- Theatrical release poster
- Directed by: Victor Saville
- Screenplay by: Alan Green; Lesser Samuels;
- Based on: The Long Wait by Mickey Spillane
- Produced by: Lesser Samuels
- Starring: Anthony Quinn; Charles Coburn; Gene Evans; Peggie Castle;
- Cinematography: Franz Planer
- Edited by: Ronald Sinclair
- Music by: Mario Castelnuovo-Tedesco
- Production company: Parklane Pictures
- Distributed by: United Artists
- Release date: May 26, 1954;
- Running time: 94 minutes
- Country: United States
- Language: English
- Box office: $1.5 million

= The Long Wait =

1954 film by Victor Saville

The Long Wait is a 1954 American crime drama film noir directed by Victor Saville starring Anthony Quinn, Charles Coburn, Gene Evans and Peggie Castle. The film is based on the 1951 novel of the same title by Mickey Spillane. It was an independent production distributed by United Artists.

==Plot==
Johnny McBride is badly hurt while hitch hiking and loses his memory when the car he is riding in crashes; he also has his fingerprints burned off. Two years later, a clue leads him to his old home town, where he finds he is a murder suspect. McBride tries to clear his name of the presumed murder charges. Thugs working for the local mob boss try to end his meddling.

==Cast==
- Anthony Quinn as Johnny McBride
- Charles Coburn as Gardiner
- Gene Evans as Servo
- Peggie Castle as Venus
- Mary Ellen Kay as Wendy Miller
- Shirley Patterson as Carol Shay
- Dolores Donlon as Troy Avalon
- Barry Kelley as Tucker
- James Millican as Police Capt.

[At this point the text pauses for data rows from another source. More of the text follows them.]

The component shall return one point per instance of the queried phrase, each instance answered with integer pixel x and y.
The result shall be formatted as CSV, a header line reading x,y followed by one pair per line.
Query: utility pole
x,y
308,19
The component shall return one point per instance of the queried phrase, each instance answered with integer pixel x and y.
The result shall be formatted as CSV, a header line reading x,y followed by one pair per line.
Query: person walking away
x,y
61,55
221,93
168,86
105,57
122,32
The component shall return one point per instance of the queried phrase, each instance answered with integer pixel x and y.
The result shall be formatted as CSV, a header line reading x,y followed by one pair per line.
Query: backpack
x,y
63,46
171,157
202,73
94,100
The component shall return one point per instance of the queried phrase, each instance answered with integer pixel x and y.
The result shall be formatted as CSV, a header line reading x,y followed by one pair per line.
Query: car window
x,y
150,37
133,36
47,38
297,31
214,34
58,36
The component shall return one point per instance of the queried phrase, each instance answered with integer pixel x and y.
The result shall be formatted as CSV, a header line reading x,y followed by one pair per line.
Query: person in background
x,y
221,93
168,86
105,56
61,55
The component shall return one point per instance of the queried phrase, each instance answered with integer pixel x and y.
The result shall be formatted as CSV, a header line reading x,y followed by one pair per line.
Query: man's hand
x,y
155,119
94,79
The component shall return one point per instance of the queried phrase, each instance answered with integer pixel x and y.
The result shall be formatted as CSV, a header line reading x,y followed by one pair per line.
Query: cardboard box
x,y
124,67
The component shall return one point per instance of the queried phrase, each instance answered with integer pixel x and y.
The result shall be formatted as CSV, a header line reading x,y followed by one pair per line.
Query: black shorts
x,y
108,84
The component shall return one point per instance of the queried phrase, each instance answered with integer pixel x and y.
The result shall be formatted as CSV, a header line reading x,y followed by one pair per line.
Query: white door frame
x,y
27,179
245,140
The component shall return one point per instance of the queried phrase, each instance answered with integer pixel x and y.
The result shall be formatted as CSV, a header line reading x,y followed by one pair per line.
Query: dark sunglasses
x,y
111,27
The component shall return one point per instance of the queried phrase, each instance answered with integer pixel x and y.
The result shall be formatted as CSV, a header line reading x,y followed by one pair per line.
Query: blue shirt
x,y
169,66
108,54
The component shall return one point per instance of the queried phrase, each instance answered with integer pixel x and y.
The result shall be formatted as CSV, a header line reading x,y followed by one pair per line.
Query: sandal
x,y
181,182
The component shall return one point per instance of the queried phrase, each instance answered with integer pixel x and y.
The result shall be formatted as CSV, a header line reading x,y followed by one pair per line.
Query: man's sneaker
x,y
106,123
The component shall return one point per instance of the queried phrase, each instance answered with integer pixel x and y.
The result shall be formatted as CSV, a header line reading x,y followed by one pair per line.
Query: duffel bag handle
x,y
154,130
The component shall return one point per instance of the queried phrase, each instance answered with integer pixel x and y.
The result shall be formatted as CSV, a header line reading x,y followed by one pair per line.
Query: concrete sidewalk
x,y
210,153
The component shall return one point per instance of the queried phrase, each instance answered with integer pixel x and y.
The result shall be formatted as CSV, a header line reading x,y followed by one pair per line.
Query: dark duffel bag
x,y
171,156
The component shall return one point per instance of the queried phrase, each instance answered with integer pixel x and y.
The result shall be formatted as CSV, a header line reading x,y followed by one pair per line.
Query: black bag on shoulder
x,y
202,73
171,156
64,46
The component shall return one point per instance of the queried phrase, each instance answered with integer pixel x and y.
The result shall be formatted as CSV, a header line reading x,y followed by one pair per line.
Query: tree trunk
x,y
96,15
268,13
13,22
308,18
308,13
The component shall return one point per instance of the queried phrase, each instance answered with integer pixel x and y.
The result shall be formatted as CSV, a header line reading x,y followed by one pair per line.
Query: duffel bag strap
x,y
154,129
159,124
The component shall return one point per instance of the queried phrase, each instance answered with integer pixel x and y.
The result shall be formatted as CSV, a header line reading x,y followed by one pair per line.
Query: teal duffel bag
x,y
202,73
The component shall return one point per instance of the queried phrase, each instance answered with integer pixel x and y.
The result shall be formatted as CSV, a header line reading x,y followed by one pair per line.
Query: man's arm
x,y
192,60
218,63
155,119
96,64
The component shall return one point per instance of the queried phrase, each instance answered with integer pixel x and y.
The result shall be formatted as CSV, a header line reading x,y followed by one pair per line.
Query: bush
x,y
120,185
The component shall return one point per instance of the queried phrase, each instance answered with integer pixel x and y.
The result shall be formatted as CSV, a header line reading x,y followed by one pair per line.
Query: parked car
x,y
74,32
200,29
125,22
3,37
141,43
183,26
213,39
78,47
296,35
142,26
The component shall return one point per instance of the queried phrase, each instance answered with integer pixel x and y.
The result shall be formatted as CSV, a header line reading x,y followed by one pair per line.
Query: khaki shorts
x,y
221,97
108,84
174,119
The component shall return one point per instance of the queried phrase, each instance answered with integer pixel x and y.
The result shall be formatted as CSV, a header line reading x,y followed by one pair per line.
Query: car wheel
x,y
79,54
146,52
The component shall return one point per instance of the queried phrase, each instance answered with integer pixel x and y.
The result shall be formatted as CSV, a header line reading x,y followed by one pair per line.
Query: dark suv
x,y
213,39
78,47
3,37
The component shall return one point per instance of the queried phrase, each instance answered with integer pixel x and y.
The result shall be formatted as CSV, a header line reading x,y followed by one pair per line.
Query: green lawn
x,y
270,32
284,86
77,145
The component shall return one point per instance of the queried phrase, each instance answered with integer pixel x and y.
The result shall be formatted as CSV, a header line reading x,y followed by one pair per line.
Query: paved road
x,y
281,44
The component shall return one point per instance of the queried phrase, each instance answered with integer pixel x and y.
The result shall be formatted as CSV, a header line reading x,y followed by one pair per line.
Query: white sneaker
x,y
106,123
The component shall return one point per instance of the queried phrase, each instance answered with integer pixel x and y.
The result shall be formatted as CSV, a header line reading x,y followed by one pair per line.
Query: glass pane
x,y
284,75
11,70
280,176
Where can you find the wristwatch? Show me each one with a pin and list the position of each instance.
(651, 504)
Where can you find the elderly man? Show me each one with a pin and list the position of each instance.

Lindsey
- Bruno VeSota as Eddie Packman
- Jay Adler as Joe—Bellhop
- John Damler as Alan Logan
- Frank Marlowe as Pop Henderson

==Reception==
The New York Times called it slow-paced, boring, and likely to disappoint fans of the novel.

===Noir analysis===
Film Noir: An Encyclopedic Reference to the American Style by Alain Silver and Elizabeth Ward writes: "The inclusion of amnesia, giving the hero a sense of hopelessness compounded by the frustration of his loss of identity, instills a distinct existential bias into McBride's search. This attitude combines with a pervading sense of corruption and dehumanization to give The Long Wait a fatalistic noir ethos."